На язык просились пафосные штампы вроде «Да, прежний — точно мертв». Или — «наоборот, он, наконец-то, жив, Юра».
Я промолчал.
Во-первых, потому что хоронить себя не собирался. Этот Никифоров, которого так быстро приговорил Юрка, он был дорог. Я прожил с ним двадцать восемь лет, он ни разу меня не предал. Он смотрел на меня вместе с Юркой и держался, как утопающий, за разные маленькие соломинки.
Вроде таких — это ведь не кольца. Это «талисманы на удачу».
Это ведь не помолвка. Это просто обмен приятными фразами, в конце концов. Юри никогда в жизни не сказал тебе ничего в лоб, без обходных путей, кроме того раза на банкете. Пьяных людей легче воспринимать, они не умеют лукавить, тут все просто. Будь моим тренером.

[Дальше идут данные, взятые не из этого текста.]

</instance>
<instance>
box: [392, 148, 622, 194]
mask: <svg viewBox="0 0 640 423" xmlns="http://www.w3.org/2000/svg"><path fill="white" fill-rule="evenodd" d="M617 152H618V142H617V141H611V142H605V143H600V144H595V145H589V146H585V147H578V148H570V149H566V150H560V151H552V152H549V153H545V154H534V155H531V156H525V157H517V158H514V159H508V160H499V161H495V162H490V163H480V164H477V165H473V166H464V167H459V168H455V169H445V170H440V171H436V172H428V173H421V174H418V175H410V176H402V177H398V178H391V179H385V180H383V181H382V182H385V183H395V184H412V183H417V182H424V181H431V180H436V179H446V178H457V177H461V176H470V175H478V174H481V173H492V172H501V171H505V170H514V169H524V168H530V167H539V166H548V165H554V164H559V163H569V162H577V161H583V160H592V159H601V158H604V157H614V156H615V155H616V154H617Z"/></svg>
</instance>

Я ненавидел иногда свою работу, свою судьбу и катание, потому что даже самое лучшее, что случилось в моей жизни, было связано с катком, и отрывалось от него только с мясом и при колоссальном мысленном усилии.
Ага. Это не секс. Это разработка концепции Эроса.

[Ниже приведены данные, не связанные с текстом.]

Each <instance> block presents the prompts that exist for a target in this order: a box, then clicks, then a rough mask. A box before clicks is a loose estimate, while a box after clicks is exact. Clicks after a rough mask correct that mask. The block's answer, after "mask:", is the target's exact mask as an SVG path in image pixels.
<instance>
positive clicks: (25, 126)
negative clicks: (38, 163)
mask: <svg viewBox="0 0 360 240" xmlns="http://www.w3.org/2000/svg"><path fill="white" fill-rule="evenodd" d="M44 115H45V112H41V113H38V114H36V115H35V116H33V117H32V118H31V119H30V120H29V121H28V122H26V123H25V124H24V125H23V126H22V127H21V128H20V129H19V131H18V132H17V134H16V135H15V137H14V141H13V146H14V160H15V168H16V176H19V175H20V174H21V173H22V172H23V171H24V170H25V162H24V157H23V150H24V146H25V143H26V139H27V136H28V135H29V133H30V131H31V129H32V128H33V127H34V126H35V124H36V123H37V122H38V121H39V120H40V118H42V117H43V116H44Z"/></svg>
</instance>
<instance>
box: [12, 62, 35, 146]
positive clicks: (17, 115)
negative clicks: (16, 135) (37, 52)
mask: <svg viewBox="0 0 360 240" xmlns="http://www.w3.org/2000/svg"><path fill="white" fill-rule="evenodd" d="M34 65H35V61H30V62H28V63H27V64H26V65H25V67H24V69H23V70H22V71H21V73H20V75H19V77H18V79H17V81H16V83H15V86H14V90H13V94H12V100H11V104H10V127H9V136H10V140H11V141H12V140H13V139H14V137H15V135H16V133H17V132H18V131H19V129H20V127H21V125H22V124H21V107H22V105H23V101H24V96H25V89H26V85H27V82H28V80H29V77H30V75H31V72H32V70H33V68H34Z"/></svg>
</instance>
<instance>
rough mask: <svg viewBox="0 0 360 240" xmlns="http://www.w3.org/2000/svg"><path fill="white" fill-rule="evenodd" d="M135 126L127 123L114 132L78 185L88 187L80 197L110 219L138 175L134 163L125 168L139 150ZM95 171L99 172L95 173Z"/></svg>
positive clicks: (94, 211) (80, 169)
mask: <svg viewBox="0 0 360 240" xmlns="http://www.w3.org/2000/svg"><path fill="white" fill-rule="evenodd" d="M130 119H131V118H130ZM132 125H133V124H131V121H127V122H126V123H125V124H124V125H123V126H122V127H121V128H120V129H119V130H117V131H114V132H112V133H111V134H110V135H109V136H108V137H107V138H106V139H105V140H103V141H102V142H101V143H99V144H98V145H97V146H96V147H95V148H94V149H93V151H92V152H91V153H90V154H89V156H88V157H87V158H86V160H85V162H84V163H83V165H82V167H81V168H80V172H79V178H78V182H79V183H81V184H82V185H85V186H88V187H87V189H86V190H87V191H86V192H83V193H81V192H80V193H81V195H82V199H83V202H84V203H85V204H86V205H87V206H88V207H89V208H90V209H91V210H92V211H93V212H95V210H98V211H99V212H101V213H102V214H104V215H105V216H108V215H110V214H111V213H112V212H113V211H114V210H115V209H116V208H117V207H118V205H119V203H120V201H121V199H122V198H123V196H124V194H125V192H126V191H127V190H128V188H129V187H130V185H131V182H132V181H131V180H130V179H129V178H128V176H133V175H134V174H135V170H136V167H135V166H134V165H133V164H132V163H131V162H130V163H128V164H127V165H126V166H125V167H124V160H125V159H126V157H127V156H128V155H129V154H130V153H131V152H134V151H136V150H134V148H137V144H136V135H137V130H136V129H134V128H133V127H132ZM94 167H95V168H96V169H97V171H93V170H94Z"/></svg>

И это не метка, а родинка. Конечно. И еще не факт, что на его затылке мое имя. Связь же не всегда двухсторонняя.
Я ушел из номера рано утром, чтобы погулять по берегу залива. Прожив в Хасецу с выздоравливающим Маккачином несколько дней, я приучил себя каждое утро бегать с ним по пляжу.
Теперь мне отчаянно недоставало собаки, наглых чаек, рыбака на набережной и темной линии деревьев по правую руку. Это неправда, что море везде одинаковое.